DROID-SLAM: Deep Visual SLAM for Monocular, Stereo, and RGB-D Cameras
Zachary Teed and Jia Deng
@article{teed2021droid,
title={{DROID-SLAM: Deep Visual SLAM for Monocular, Stereo, and RGB-D Cameras}},
author={Teed, Zachary and Deng, Jia},
journal={arXiv preprint arXiv:2108.10869},
year={2021}
}
Initial Code Release: This repo currently provides a single GPU implementation of our monocular SLAM system. It also contains demos, training, and evaluation scripts. Stereo, RGB-D, and multi-GPU code will be added on September 7.
To run the code you will need ...
-
Inference: Running the demos will require a GPU with at least 11G of memory.
-
Training: Training requires a GPU with at least 24G of memory. We train on 4 x RTX-3090 GPUs.
- Clone the repo using the
--recursive
flag
git clone --recursive https://github.com/princeton-vl/DROID-SLAM.git
- Creating a new anaconda environment using the provided .yaml file. Use
environment_novis.yaml
to if you do not want to use the visualization
conda env create -f environment.yml
pip install evo --upgrade --no-binary evo
pip install gdown
- Compile the extensions (takes about 10 minutes)
python setup.py install
-
Download the model from google drive: droid.pth
-
Download some sample videos using the provided script.
./tools/download_sample_data.sh
Run the demo on any of the samples (all demos can be run on a GPU with 11G of memory). While running, press the "s" key to increase the filtering threshold (= more points) and "a" to decrease the filtering threshold (= fewer points).
python demo.py --imagedir=data/abandonedfactory --calib=calib/tartan.txt --stride=2
python demo.py --imagedir=data/sfm_bench/rgb --calib=calib/eth.txt
python demo.py --imagedir=data/Barn --calib=calib/barn.txt --stride=1 --backend_nms=4
python demo.py --imagedir=data/mav0/cam0/data --calib=calib/euroc.txt --t0=150
python demo.py --imagedir=data/rgbd_dataset_freiburg3_cabinet/rgb --calib=calib/tum3.txt
Running on your own data: All you need is a calibration file. Calibration files are in the form
fx fy cx cy [k1 k2 p1 p2 [ k3 [ k4 k5 k6 ]]]
with parameters in brackets optional.
We provide evaluation scripts for TartanAir, EuRoC, and TUM. EuRoC and TUM can be run on a 1080Ti. The TartanAir validation script will require 24G of memory.

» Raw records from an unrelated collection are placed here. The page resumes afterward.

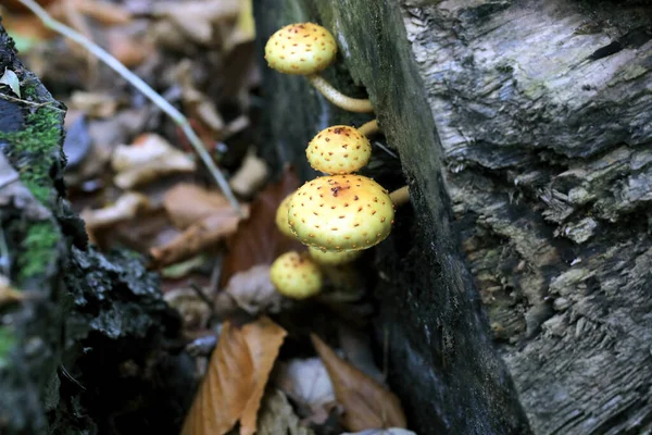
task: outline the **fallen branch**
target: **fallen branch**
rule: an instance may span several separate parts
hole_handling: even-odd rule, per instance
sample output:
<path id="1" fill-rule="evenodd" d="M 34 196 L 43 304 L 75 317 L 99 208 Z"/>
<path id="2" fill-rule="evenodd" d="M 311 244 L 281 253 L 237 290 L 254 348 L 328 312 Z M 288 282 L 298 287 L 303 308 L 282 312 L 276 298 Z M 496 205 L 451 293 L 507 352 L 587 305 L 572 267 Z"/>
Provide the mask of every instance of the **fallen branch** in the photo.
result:
<path id="1" fill-rule="evenodd" d="M 21 2 L 27 9 L 29 9 L 43 23 L 46 27 L 51 28 L 52 30 L 65 36 L 66 38 L 72 39 L 73 41 L 84 47 L 99 60 L 104 62 L 109 67 L 111 67 L 113 71 L 120 74 L 123 78 L 129 82 L 136 89 L 140 90 L 154 104 L 161 108 L 161 110 L 164 111 L 175 122 L 175 124 L 177 124 L 181 128 L 181 130 L 190 141 L 190 145 L 192 145 L 192 148 L 199 154 L 200 159 L 203 161 L 213 178 L 215 178 L 215 182 L 220 186 L 220 189 L 231 203 L 234 209 L 236 209 L 238 214 L 244 216 L 244 210 L 242 210 L 240 203 L 234 196 L 234 192 L 231 191 L 226 178 L 213 162 L 213 159 L 204 148 L 199 136 L 197 136 L 197 134 L 190 126 L 188 119 L 186 119 L 186 116 L 184 116 L 181 112 L 179 112 L 174 105 L 167 102 L 167 100 L 161 97 L 161 95 L 159 95 L 154 89 L 152 89 L 140 77 L 131 73 L 125 65 L 123 65 L 117 59 L 111 55 L 106 50 L 92 42 L 84 35 L 66 26 L 65 24 L 54 20 L 43 8 L 38 5 L 36 1 L 18 0 L 18 2 Z"/>

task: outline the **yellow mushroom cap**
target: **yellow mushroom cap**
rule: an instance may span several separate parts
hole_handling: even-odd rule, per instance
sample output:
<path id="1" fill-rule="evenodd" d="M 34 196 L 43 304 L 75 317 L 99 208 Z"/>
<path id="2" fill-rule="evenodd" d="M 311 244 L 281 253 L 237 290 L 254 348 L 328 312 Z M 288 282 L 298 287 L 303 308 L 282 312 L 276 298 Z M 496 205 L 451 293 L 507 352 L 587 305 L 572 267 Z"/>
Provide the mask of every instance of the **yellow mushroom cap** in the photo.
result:
<path id="1" fill-rule="evenodd" d="M 292 228 L 290 228 L 290 224 L 288 222 L 288 206 L 290 204 L 291 197 L 292 194 L 285 197 L 285 199 L 278 206 L 278 209 L 276 209 L 276 226 L 283 234 L 285 234 L 288 237 L 294 237 L 294 235 L 292 234 Z"/>
<path id="2" fill-rule="evenodd" d="M 324 251 L 319 248 L 314 248 L 312 246 L 308 248 L 308 252 L 316 263 L 323 265 L 339 265 L 350 263 L 356 260 L 362 254 L 362 251 Z"/>
<path id="3" fill-rule="evenodd" d="M 308 256 L 290 251 L 279 256 L 269 268 L 269 279 L 284 296 L 305 299 L 322 290 L 322 271 Z"/>
<path id="4" fill-rule="evenodd" d="M 391 232 L 393 206 L 383 186 L 362 175 L 328 175 L 301 186 L 289 204 L 292 233 L 328 251 L 369 248 Z"/>
<path id="5" fill-rule="evenodd" d="M 328 66 L 337 53 L 335 38 L 314 23 L 285 26 L 269 37 L 265 60 L 285 74 L 311 75 Z"/>
<path id="6" fill-rule="evenodd" d="M 319 132 L 308 145 L 310 165 L 327 174 L 350 174 L 366 165 L 372 145 L 358 128 L 336 125 Z"/>

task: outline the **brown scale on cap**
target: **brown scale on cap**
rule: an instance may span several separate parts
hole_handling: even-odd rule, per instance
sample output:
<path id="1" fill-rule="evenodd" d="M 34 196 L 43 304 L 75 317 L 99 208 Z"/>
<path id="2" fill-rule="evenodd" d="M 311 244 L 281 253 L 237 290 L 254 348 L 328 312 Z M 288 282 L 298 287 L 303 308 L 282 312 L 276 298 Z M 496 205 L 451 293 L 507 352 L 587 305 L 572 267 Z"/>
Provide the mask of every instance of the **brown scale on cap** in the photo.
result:
<path id="1" fill-rule="evenodd" d="M 327 174 L 350 174 L 366 165 L 372 157 L 369 140 L 348 125 L 319 132 L 308 145 L 310 165 Z"/>
<path id="2" fill-rule="evenodd" d="M 394 216 L 387 190 L 362 175 L 315 178 L 294 192 L 288 207 L 297 238 L 327 251 L 360 250 L 380 243 L 391 232 Z"/>
<path id="3" fill-rule="evenodd" d="M 265 45 L 265 60 L 285 74 L 311 75 L 327 67 L 337 53 L 335 38 L 314 23 L 290 24 Z"/>
<path id="4" fill-rule="evenodd" d="M 308 254 L 296 251 L 279 256 L 269 268 L 269 279 L 284 296 L 305 299 L 322 290 L 319 266 Z"/>

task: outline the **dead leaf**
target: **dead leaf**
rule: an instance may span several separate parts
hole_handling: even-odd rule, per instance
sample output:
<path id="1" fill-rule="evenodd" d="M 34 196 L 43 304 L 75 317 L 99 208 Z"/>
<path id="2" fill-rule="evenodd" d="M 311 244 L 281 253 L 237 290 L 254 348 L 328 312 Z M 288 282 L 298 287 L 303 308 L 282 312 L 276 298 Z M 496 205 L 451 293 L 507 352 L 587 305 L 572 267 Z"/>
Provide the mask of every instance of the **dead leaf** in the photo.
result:
<path id="1" fill-rule="evenodd" d="M 368 428 L 362 432 L 344 432 L 340 435 L 416 435 L 416 433 L 401 427 L 390 427 Z"/>
<path id="2" fill-rule="evenodd" d="M 258 410 L 265 385 L 287 333 L 269 318 L 263 316 L 242 326 L 242 334 L 251 351 L 254 378 L 253 390 L 240 418 L 240 435 L 252 435 L 255 433 Z"/>
<path id="3" fill-rule="evenodd" d="M 247 204 L 241 204 L 240 208 L 246 214 L 249 212 Z M 155 265 L 161 268 L 187 260 L 215 246 L 236 233 L 241 219 L 238 211 L 230 206 L 217 214 L 205 216 L 166 245 L 152 248 L 150 253 L 154 258 Z"/>
<path id="4" fill-rule="evenodd" d="M 278 389 L 267 393 L 261 403 L 259 435 L 314 435 L 300 424 L 292 406 Z"/>
<path id="5" fill-rule="evenodd" d="M 185 229 L 210 215 L 233 215 L 230 202 L 218 191 L 180 183 L 165 192 L 163 204 L 177 228 Z"/>
<path id="6" fill-rule="evenodd" d="M 260 189 L 267 179 L 267 164 L 263 159 L 249 150 L 242 165 L 229 179 L 231 189 L 241 197 L 249 198 Z"/>
<path id="7" fill-rule="evenodd" d="M 131 14 L 122 5 L 100 0 L 74 0 L 75 8 L 99 23 L 111 26 L 127 24 L 131 21 Z"/>
<path id="8" fill-rule="evenodd" d="M 7 85 L 18 98 L 21 98 L 21 80 L 16 73 L 10 69 L 4 69 L 4 74 L 0 77 L 0 85 Z"/>
<path id="9" fill-rule="evenodd" d="M 156 134 L 140 135 L 134 145 L 120 145 L 111 160 L 117 172 L 113 183 L 122 189 L 151 182 L 171 173 L 195 172 L 197 164 Z"/>
<path id="10" fill-rule="evenodd" d="M 276 372 L 275 385 L 288 395 L 302 415 L 315 424 L 324 424 L 335 407 L 335 393 L 328 372 L 317 357 L 281 363 Z"/>
<path id="11" fill-rule="evenodd" d="M 236 424 L 253 390 L 253 361 L 244 336 L 225 322 L 181 435 L 223 435 Z"/>
<path id="12" fill-rule="evenodd" d="M 142 194 L 128 191 L 122 195 L 113 204 L 97 210 L 84 210 L 82 219 L 89 231 L 110 226 L 135 217 L 140 211 L 149 209 L 149 200 Z"/>
<path id="13" fill-rule="evenodd" d="M 251 202 L 251 217 L 242 221 L 236 234 L 227 240 L 228 253 L 224 259 L 222 287 L 237 272 L 258 264 L 272 264 L 287 251 L 305 250 L 298 240 L 284 236 L 274 220 L 280 201 L 298 187 L 299 178 L 288 166 L 278 182 L 265 187 Z"/>
<path id="14" fill-rule="evenodd" d="M 215 25 L 234 20 L 240 11 L 239 0 L 158 2 L 152 15 L 165 18 L 193 42 L 208 45 L 214 40 Z"/>
<path id="15" fill-rule="evenodd" d="M 251 315 L 260 312 L 278 313 L 291 303 L 274 288 L 269 281 L 269 266 L 266 264 L 236 273 L 228 281 L 225 291 L 238 307 Z"/>
<path id="16" fill-rule="evenodd" d="M 190 117 L 201 121 L 214 135 L 222 136 L 224 120 L 217 112 L 213 99 L 195 86 L 195 67 L 190 59 L 183 60 L 176 67 L 176 78 L 181 86 L 181 100 L 185 112 Z"/>
<path id="17" fill-rule="evenodd" d="M 145 38 L 125 35 L 123 29 L 106 32 L 109 52 L 126 67 L 140 65 L 153 48 Z"/>
<path id="18" fill-rule="evenodd" d="M 181 435 L 223 435 L 238 420 L 240 434 L 253 434 L 261 398 L 286 334 L 268 318 L 240 330 L 225 322 Z"/>
<path id="19" fill-rule="evenodd" d="M 185 330 L 202 330 L 211 318 L 211 307 L 191 288 L 167 291 L 163 299 L 176 309 L 184 321 Z"/>
<path id="20" fill-rule="evenodd" d="M 40 4 L 42 8 L 48 7 L 50 3 L 54 3 L 59 0 L 37 0 L 36 2 Z M 7 7 L 10 11 L 20 11 L 26 12 L 28 9 L 21 3 L 18 0 L 3 0 L 2 5 Z"/>
<path id="21" fill-rule="evenodd" d="M 311 339 L 326 365 L 335 396 L 344 409 L 344 427 L 364 431 L 408 425 L 401 402 L 393 393 L 339 358 L 316 335 L 311 334 Z"/>
<path id="22" fill-rule="evenodd" d="M 111 95 L 75 90 L 70 104 L 92 117 L 110 117 L 115 114 L 118 102 Z"/>

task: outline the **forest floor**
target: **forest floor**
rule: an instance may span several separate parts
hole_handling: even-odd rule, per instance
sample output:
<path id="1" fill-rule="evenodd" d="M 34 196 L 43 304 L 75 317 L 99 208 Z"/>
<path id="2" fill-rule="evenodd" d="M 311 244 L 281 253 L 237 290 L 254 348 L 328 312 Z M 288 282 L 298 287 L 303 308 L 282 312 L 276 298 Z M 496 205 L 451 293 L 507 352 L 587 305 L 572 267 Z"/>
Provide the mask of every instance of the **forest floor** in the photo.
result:
<path id="1" fill-rule="evenodd" d="M 256 157 L 263 63 L 251 2 L 40 3 L 189 119 L 244 211 L 159 105 L 18 0 L 0 7 L 21 60 L 67 107 L 67 199 L 91 241 L 140 253 L 184 321 L 200 386 L 181 432 L 412 434 L 385 382 L 388 344 L 372 338 L 366 257 L 323 266 L 324 288 L 309 299 L 269 281 L 278 256 L 305 247 L 275 224 L 299 177 L 289 166 L 273 176 Z M 0 77 L 20 98 L 12 72 Z"/>

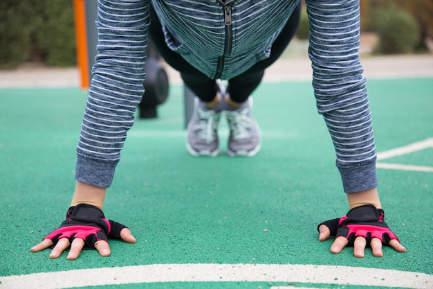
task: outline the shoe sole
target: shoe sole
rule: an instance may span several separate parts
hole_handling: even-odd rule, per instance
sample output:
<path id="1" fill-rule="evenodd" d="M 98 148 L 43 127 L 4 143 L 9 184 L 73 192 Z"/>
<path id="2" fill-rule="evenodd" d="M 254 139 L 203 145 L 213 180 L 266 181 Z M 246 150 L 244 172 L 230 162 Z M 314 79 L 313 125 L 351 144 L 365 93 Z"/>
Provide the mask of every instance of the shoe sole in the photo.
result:
<path id="1" fill-rule="evenodd" d="M 248 101 L 250 102 L 250 108 L 252 109 L 252 98 L 250 98 Z M 259 137 L 259 143 L 257 146 L 254 148 L 254 150 L 247 151 L 247 150 L 238 150 L 234 151 L 230 149 L 230 148 L 227 147 L 227 154 L 230 157 L 254 157 L 259 152 L 260 150 L 260 148 L 261 147 L 261 132 L 260 131 L 260 128 L 257 125 L 257 122 L 255 121 L 255 126 L 256 128 L 256 131 L 257 132 L 257 136 Z"/>
<path id="2" fill-rule="evenodd" d="M 188 141 L 188 135 L 189 135 L 190 130 L 191 130 L 192 124 L 194 123 L 196 118 L 197 117 L 196 115 L 197 115 L 198 107 L 199 107 L 199 98 L 195 96 L 194 98 L 194 110 L 192 112 L 192 117 L 190 120 L 190 122 L 188 123 L 188 125 L 187 126 L 187 140 L 186 140 L 187 150 L 188 150 L 188 152 L 190 152 L 190 154 L 193 157 L 216 157 L 217 155 L 218 155 L 218 154 L 219 154 L 219 148 L 217 147 L 217 150 L 213 150 L 213 151 L 210 151 L 210 150 L 197 151 L 194 150 L 194 148 L 192 148 L 192 147 L 190 144 L 190 142 Z"/>

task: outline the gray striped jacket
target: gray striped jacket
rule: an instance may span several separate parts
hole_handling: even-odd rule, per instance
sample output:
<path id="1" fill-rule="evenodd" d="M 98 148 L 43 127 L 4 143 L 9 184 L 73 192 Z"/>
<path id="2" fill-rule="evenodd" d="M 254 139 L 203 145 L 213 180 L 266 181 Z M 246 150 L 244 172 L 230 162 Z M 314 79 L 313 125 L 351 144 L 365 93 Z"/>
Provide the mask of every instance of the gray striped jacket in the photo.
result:
<path id="1" fill-rule="evenodd" d="M 212 78 L 268 57 L 297 0 L 152 0 L 169 48 Z M 318 111 L 346 192 L 377 186 L 371 116 L 359 60 L 358 0 L 306 0 Z M 147 0 L 98 0 L 93 78 L 77 148 L 77 180 L 107 187 L 143 94 Z"/>

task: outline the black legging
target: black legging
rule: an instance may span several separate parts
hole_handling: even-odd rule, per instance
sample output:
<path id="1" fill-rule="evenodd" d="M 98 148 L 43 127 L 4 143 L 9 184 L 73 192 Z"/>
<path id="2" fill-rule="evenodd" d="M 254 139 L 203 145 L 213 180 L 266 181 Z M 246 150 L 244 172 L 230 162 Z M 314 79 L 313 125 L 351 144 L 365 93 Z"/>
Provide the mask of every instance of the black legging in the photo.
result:
<path id="1" fill-rule="evenodd" d="M 296 33 L 300 17 L 301 3 L 300 1 L 283 30 L 273 44 L 269 58 L 258 62 L 245 72 L 228 80 L 227 91 L 230 94 L 230 99 L 239 103 L 248 99 L 260 84 L 265 69 L 279 58 Z M 165 43 L 161 24 L 151 6 L 150 17 L 149 36 L 158 52 L 169 66 L 180 72 L 185 84 L 202 101 L 209 102 L 213 100 L 217 91 L 215 80 L 210 78 L 197 70 L 178 53 L 168 48 Z"/>

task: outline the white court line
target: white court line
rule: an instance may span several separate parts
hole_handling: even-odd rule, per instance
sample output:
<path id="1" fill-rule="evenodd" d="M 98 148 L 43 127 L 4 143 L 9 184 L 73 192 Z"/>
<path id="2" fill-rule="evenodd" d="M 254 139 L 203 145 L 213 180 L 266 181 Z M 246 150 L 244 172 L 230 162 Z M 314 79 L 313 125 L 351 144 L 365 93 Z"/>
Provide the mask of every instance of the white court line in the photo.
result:
<path id="1" fill-rule="evenodd" d="M 378 161 L 380 161 L 383 159 L 389 159 L 391 157 L 407 155 L 412 152 L 418 152 L 419 150 L 425 150 L 426 148 L 433 148 L 433 138 L 429 138 L 423 141 L 412 143 L 407 146 L 400 146 L 400 148 L 385 150 L 385 152 L 378 152 L 377 159 Z M 401 164 L 389 164 L 383 162 L 377 162 L 376 166 L 378 168 L 386 168 L 389 170 L 433 173 L 433 167 L 432 166 L 414 166 Z"/>
<path id="2" fill-rule="evenodd" d="M 433 173 L 433 167 L 424 166 L 414 166 L 411 164 L 376 163 L 376 168 L 387 168 L 389 170 L 412 170 L 416 172 Z"/>
<path id="3" fill-rule="evenodd" d="M 0 277 L 1 289 L 58 289 L 163 282 L 296 282 L 380 288 L 433 288 L 433 275 L 324 265 L 154 264 Z"/>
<path id="4" fill-rule="evenodd" d="M 429 148 L 433 148 L 433 138 L 412 143 L 407 146 L 400 146 L 400 148 L 385 150 L 385 152 L 378 152 L 378 160 L 379 161 L 389 159 L 390 157 L 398 157 L 409 154 L 411 152 L 415 152 L 418 150 L 423 150 Z"/>

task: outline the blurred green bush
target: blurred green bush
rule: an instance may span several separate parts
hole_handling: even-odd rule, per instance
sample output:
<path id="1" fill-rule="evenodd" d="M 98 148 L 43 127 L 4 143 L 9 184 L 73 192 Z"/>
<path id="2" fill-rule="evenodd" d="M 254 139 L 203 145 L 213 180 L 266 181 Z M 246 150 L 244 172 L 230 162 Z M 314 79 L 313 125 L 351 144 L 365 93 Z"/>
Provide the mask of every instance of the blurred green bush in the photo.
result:
<path id="1" fill-rule="evenodd" d="M 0 1 L 0 68 L 76 63 L 72 1 Z"/>
<path id="2" fill-rule="evenodd" d="M 420 41 L 416 19 L 407 10 L 394 5 L 378 11 L 376 26 L 379 35 L 376 48 L 380 54 L 409 53 Z"/>

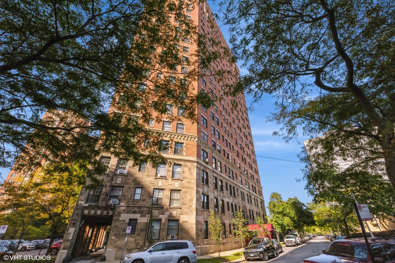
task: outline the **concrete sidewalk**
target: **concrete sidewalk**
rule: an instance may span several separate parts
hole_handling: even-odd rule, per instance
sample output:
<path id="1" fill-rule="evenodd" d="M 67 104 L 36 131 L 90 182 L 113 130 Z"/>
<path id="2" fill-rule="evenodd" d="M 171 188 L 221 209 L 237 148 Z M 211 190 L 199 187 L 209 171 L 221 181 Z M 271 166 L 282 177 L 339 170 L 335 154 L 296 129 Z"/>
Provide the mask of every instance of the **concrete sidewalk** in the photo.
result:
<path id="1" fill-rule="evenodd" d="M 235 253 L 237 252 L 241 252 L 243 251 L 243 248 L 239 248 L 238 249 L 235 249 L 233 250 L 228 250 L 228 251 L 224 251 L 223 252 L 220 252 L 220 255 L 221 257 L 222 257 L 222 256 L 230 256 L 231 254 L 233 254 L 233 253 Z M 199 259 L 201 258 L 213 258 L 213 257 L 218 257 L 218 253 L 214 253 L 214 254 L 209 254 L 209 255 L 205 255 L 204 256 L 199 256 L 198 257 L 198 259 Z M 244 257 L 243 257 L 242 258 L 244 260 Z"/>

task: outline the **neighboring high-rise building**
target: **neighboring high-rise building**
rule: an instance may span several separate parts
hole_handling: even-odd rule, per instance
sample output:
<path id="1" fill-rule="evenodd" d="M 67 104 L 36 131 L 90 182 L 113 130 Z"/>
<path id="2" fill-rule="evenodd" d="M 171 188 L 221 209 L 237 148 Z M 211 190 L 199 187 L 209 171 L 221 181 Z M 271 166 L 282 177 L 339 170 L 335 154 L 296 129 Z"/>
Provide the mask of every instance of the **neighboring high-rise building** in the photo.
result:
<path id="1" fill-rule="evenodd" d="M 185 11 L 199 33 L 226 45 L 207 3 Z M 186 53 L 197 48 L 188 39 L 183 45 Z M 225 60 L 212 66 L 239 72 L 235 65 Z M 203 89 L 218 97 L 224 92 L 223 84 L 213 76 L 194 84 L 196 92 Z M 157 241 L 189 240 L 198 256 L 217 252 L 209 231 L 208 218 L 213 211 L 224 228 L 221 250 L 241 248 L 231 222 L 235 212 L 242 211 L 251 224 L 266 215 L 245 98 L 238 98 L 237 108 L 232 110 L 233 99 L 225 96 L 209 108 L 198 107 L 199 123 L 186 119 L 171 122 L 166 115 L 161 122 L 149 122 L 147 129 L 162 132 L 173 142 L 171 151 L 162 152 L 173 162 L 171 166 L 132 167 L 128 159 L 103 153 L 100 160 L 108 166 L 103 184 L 81 192 L 56 262 L 105 246 L 107 261 L 119 260 L 128 226 L 131 231 L 124 253 L 143 250 L 147 246 L 151 207 Z M 169 114 L 182 116 L 181 108 L 169 105 L 168 109 Z"/>

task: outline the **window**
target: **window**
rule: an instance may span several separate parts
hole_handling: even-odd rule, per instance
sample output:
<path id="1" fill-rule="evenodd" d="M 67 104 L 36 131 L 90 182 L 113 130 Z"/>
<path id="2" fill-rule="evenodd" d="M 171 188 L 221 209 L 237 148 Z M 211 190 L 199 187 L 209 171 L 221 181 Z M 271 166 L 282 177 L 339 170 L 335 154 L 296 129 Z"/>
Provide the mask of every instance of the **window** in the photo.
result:
<path id="1" fill-rule="evenodd" d="M 203 222 L 203 230 L 204 233 L 205 239 L 209 239 L 209 222 L 205 221 Z"/>
<path id="2" fill-rule="evenodd" d="M 181 198 L 181 190 L 170 190 L 170 206 L 181 206 L 180 200 Z"/>
<path id="3" fill-rule="evenodd" d="M 169 220 L 167 221 L 167 239 L 178 239 L 179 221 Z"/>
<path id="4" fill-rule="evenodd" d="M 163 194 L 164 190 L 163 189 L 154 189 L 154 194 L 152 196 L 152 205 L 162 205 L 163 203 Z"/>
<path id="5" fill-rule="evenodd" d="M 160 225 L 162 223 L 162 220 L 154 220 L 152 222 L 152 224 L 154 225 L 154 229 L 152 232 L 154 233 L 154 240 L 159 240 L 160 236 Z M 147 235 L 147 238 L 148 238 Z M 166 248 L 166 244 L 161 243 L 156 245 L 152 247 L 153 251 L 164 251 Z"/>
<path id="6" fill-rule="evenodd" d="M 177 116 L 184 117 L 185 114 L 184 113 L 184 110 L 185 110 L 185 109 L 182 107 L 179 107 L 178 110 L 177 111 Z"/>
<path id="7" fill-rule="evenodd" d="M 173 112 L 173 105 L 170 105 L 170 104 L 166 104 L 166 109 L 167 109 L 167 111 L 166 112 L 166 113 L 168 114 L 172 115 Z"/>
<path id="8" fill-rule="evenodd" d="M 218 198 L 214 198 L 214 211 L 215 212 L 219 211 L 218 204 Z"/>
<path id="9" fill-rule="evenodd" d="M 205 132 L 203 131 L 201 131 L 201 139 L 204 141 L 205 142 L 207 142 L 207 134 Z"/>
<path id="10" fill-rule="evenodd" d="M 128 160 L 126 160 L 126 159 L 119 159 L 118 160 L 118 162 L 117 164 L 116 173 L 122 173 L 123 174 L 126 174 L 128 163 Z"/>
<path id="11" fill-rule="evenodd" d="M 160 164 L 156 167 L 156 177 L 166 177 L 166 164 Z"/>
<path id="12" fill-rule="evenodd" d="M 134 200 L 140 200 L 141 199 L 141 192 L 143 192 L 143 187 L 136 187 L 134 188 Z"/>
<path id="13" fill-rule="evenodd" d="M 89 190 L 88 192 L 88 197 L 85 203 L 99 203 L 100 196 L 102 195 L 102 192 L 103 191 L 103 185 L 98 185 L 96 190 Z"/>
<path id="14" fill-rule="evenodd" d="M 201 124 L 203 126 L 207 128 L 207 119 L 203 115 L 201 116 Z"/>
<path id="15" fill-rule="evenodd" d="M 208 159 L 209 158 L 209 154 L 204 150 L 201 150 L 201 160 L 204 161 L 206 161 L 206 159 Z"/>
<path id="16" fill-rule="evenodd" d="M 108 166 L 110 165 L 110 162 L 111 161 L 111 157 L 109 156 L 102 156 L 99 159 L 99 161 L 101 162 L 103 165 Z M 16 177 L 16 173 L 13 173 L 11 175 L 11 177 Z"/>
<path id="17" fill-rule="evenodd" d="M 160 145 L 159 147 L 159 152 L 162 153 L 169 153 L 169 142 L 167 141 L 162 141 L 160 142 Z"/>
<path id="18" fill-rule="evenodd" d="M 163 122 L 163 126 L 162 127 L 162 129 L 164 131 L 170 131 L 171 129 L 171 123 L 169 121 L 164 121 Z"/>
<path id="19" fill-rule="evenodd" d="M 137 219 L 129 219 L 128 226 L 132 228 L 129 235 L 135 235 L 136 233 L 136 228 L 137 226 Z"/>
<path id="20" fill-rule="evenodd" d="M 146 139 L 144 141 L 144 144 L 143 146 L 144 147 L 147 147 L 149 146 L 150 142 L 151 141 L 150 139 Z"/>
<path id="21" fill-rule="evenodd" d="M 182 148 L 184 144 L 181 142 L 176 142 L 174 144 L 174 154 L 182 155 Z"/>
<path id="22" fill-rule="evenodd" d="M 181 178 L 181 164 L 174 164 L 173 165 L 173 173 L 171 174 L 172 178 Z"/>
<path id="23" fill-rule="evenodd" d="M 140 164 L 139 166 L 139 172 L 145 172 L 145 168 L 147 167 L 147 164 L 145 162 L 142 162 Z"/>
<path id="24" fill-rule="evenodd" d="M 177 129 L 176 130 L 176 132 L 177 133 L 184 133 L 185 126 L 184 124 L 177 123 Z"/>
<path id="25" fill-rule="evenodd" d="M 118 200 L 118 203 L 117 204 L 119 205 L 121 200 L 121 196 L 122 196 L 122 192 L 123 191 L 123 186 L 112 186 L 110 189 L 110 194 L 108 196 L 108 201 L 107 203 L 109 205 L 111 204 L 111 200 Z"/>
<path id="26" fill-rule="evenodd" d="M 209 173 L 204 170 L 201 171 L 201 182 L 205 185 L 209 185 Z"/>
<path id="27" fill-rule="evenodd" d="M 214 176 L 213 177 L 213 182 L 214 183 L 214 188 L 215 189 L 218 189 L 218 183 L 217 179 L 217 177 Z"/>
<path id="28" fill-rule="evenodd" d="M 209 210 L 209 196 L 207 194 L 201 195 L 201 208 Z"/>

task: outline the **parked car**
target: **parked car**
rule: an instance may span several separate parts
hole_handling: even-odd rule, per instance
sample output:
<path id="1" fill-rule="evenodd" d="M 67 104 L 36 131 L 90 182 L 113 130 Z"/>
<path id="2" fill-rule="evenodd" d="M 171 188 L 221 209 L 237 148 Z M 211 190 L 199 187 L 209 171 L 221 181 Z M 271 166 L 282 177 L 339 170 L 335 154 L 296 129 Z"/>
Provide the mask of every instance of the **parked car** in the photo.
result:
<path id="1" fill-rule="evenodd" d="M 297 241 L 295 236 L 293 235 L 289 235 L 288 236 L 285 236 L 284 237 L 284 244 L 286 246 L 297 246 L 299 244 L 298 244 Z"/>
<path id="2" fill-rule="evenodd" d="M 395 262 L 395 238 L 368 237 L 368 241 L 375 262 Z M 361 237 L 346 238 L 336 240 L 322 254 L 307 258 L 303 263 L 372 263 L 366 243 Z"/>
<path id="3" fill-rule="evenodd" d="M 15 241 L 17 244 L 19 242 L 19 241 L 18 239 L 14 239 L 13 240 L 10 240 L 9 241 Z M 36 243 L 30 242 L 25 240 L 23 240 L 23 239 L 21 239 L 20 243 L 19 243 L 18 244 L 18 248 L 17 250 L 24 251 L 25 250 L 30 250 L 35 249 Z"/>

Download the EuRoC sequences (ASL format) and put them in datasets/EuRoC
./tools/evaluate_euroc.sh
Download the fr1 sequences from TUM-RGBD and put them in datasets/TUM-RGBD
./tools/evaluate_tum.sh
Download the TartanAir dataset using the script thirdparty/tartanair_tools/download_training.py
and put them in datasets/TartanAir
./tools/validate_tartanair.sh
First download the TartanAir dataset. The download script can be found in thirdparty/tartanair_tools/download_training.py
. You will only need the rgb
and depth
data.
python download_training.py --rgb --depth
You can then run the training script. We use 4x3090 RTX GPUs for training which takes approximatly 1 week. If you use a different number of GPUs, adjust the learning rate accordingly.
Note: On the first training run, covisibility is computed between all pairs of frames. This can take several hours, but the results are cached so that future training runs will start immediately.
python train.py --datapath=<path to tartanair> --gpus=4 --lr=0.00025
Data from TartanAir was used to train our model. We additionally use evaluation tools from evo and tartanair_tools.